A beam having a length of 20 metres is pivoted at its mid point. A 200 newton load is located at a point 5 metres from the right hand end of the beam. A 300 newton load is located at a point 8 metres from the right hand end. In order to be in equilibrium, what load is required at the extreme left end of the beam?

F= Unknown

200N* 5m= 1000Nm
300N* 8m= 2400Nm
2400Nm + 1000Nm = 3400Nm
3400Nm/10m = 10m*F/10m
F= 340N
340N is required at the extreme left end of the beam to be in equilibrium.

Is this correct?

3 answers

sum moments about the right end.

5*200+8*300+load*20-F*10=0 where F is the balance point force.

Summing vertical forces

F=300+200+load

5*200+8*300+load*20-(300+200+ load
)*10=0

3400+20Load-5,000-10Load=0

load=160N

I am not certain what you did.

Now, check.

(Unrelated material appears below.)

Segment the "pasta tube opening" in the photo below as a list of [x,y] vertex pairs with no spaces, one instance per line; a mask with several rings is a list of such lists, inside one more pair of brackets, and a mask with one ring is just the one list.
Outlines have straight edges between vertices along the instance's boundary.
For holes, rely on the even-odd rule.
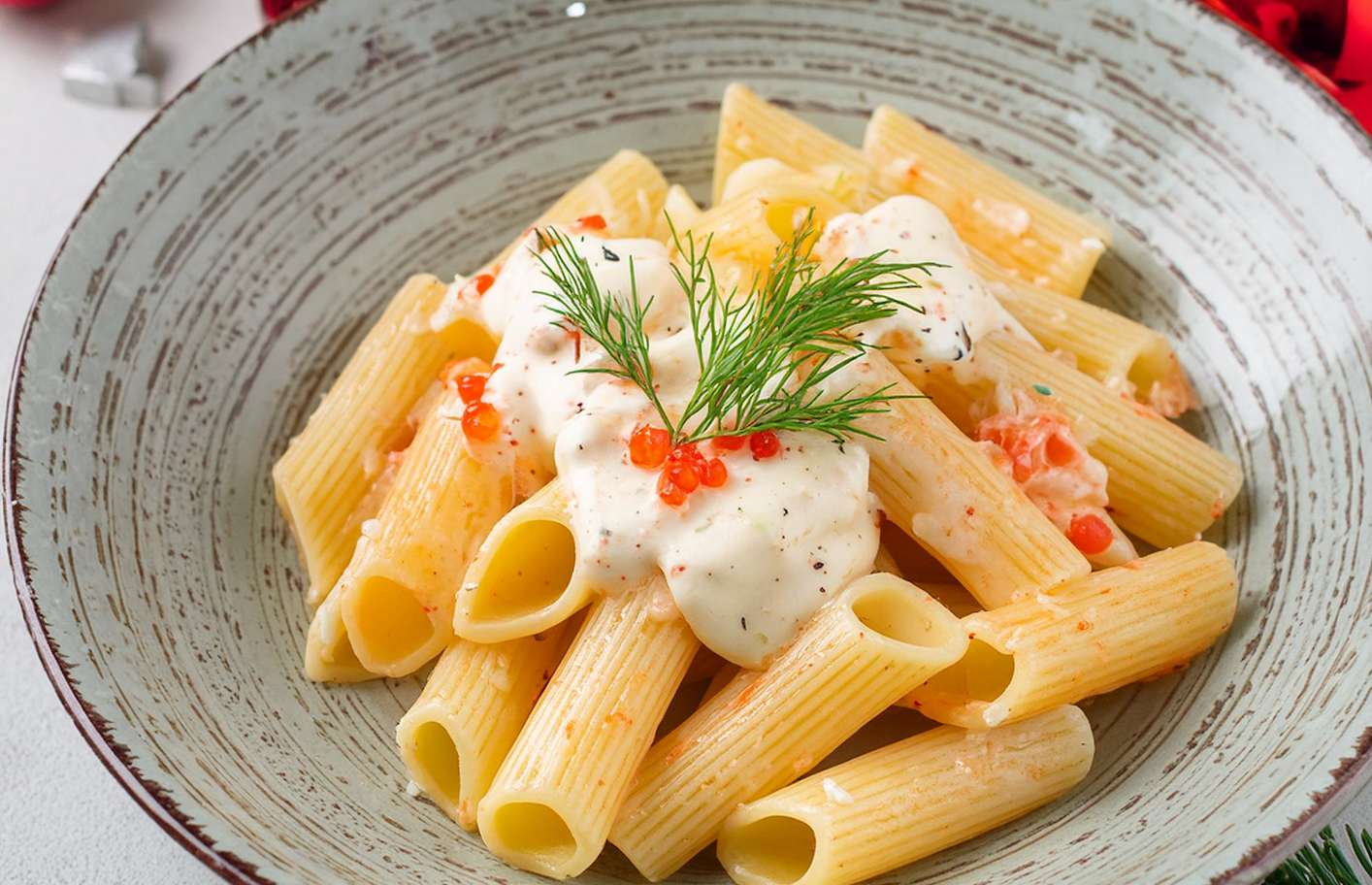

Sum moments about the left end. F is 660 at the balance point.

10(660)-12(300)-15*200=0
6660-3600-3000=0
0=0 checks
10(660)-12(300)-15*200=0
6600-3600-3000=0
0=0 checks
300N 200N
? |- 8m -|- 5m -
|_____________________________________|
R2 10M | 10m R1

A beam having a length of 20 metres is pivoted at its mid point. A 200 newton load is located at a point 5 metres from the right hand end of the beam. A 300 newton load is located at a point 8 metres from the right hand end. In order to be in equilibrium.
What load is required at the extreme left end of the beam?
Would you mind showing my the formulas used to determine the answer. I'm a little confused on a few things. Thank you.